Scheinbar gute Gründe für Talfahrt der Aktienkurse

Seriös und nicht reißerisch geschrieben. Gefällig zu lesen. Eine umfangreich Ausarbeitung über viele Seiten, die belegen sollte, dass und warum es in Kürze mit den Aktienindizes auf Talfahrt gehen werde.

Als Beweis dafür gab es ein Streifzug durch verschiedene Länder und Branchen. Die Geldpolitik der EZB und der US-Notenbank wurden nicht ausgespart. Ein in sich schlüssiges Konzept. Das war von Anfang Juni 2013.
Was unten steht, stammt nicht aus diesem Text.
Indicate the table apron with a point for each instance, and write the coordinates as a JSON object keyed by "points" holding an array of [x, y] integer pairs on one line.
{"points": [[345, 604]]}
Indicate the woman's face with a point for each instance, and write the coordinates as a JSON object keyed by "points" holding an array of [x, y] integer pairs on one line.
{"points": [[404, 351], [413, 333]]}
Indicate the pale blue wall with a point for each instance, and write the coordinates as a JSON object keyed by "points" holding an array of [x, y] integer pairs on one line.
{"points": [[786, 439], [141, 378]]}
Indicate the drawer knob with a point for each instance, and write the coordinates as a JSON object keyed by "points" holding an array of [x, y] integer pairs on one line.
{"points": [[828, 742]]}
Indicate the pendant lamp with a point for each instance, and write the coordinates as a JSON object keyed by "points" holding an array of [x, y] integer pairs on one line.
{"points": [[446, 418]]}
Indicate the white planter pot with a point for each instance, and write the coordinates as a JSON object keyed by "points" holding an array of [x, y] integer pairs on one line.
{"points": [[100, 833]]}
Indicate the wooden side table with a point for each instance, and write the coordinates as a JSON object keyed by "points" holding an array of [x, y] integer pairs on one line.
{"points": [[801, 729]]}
Nur passende Argumente werden herangezogen

Was aber auffiel: Es wurden nur passende Argumente herangezogen. Dass es in den USA gerade eine regelrechte Energie-Revolution gibt (ich habe berichtet), die die Energiepreise dramatisch senkt, wird ignoriert. Man mag zu dem Fracking stehen wie man will (ist hier nicht das Thema), Fakt ist:

Die USA wenden es an und machen sich unabhängig vom Ölimport, schaffen Arbeitsplätze und sorgen für Ansiedlungen von Unternehmen, die von sinkenden Energiepreisen profitieren. Das wiederum sorgt für steigende Aktienkurse.

Ich glaube nicht, dass der Autor hier bewusst etwas weggelassen hat. Ich unterstelle, er hat unbewusst Scheuklappen auf.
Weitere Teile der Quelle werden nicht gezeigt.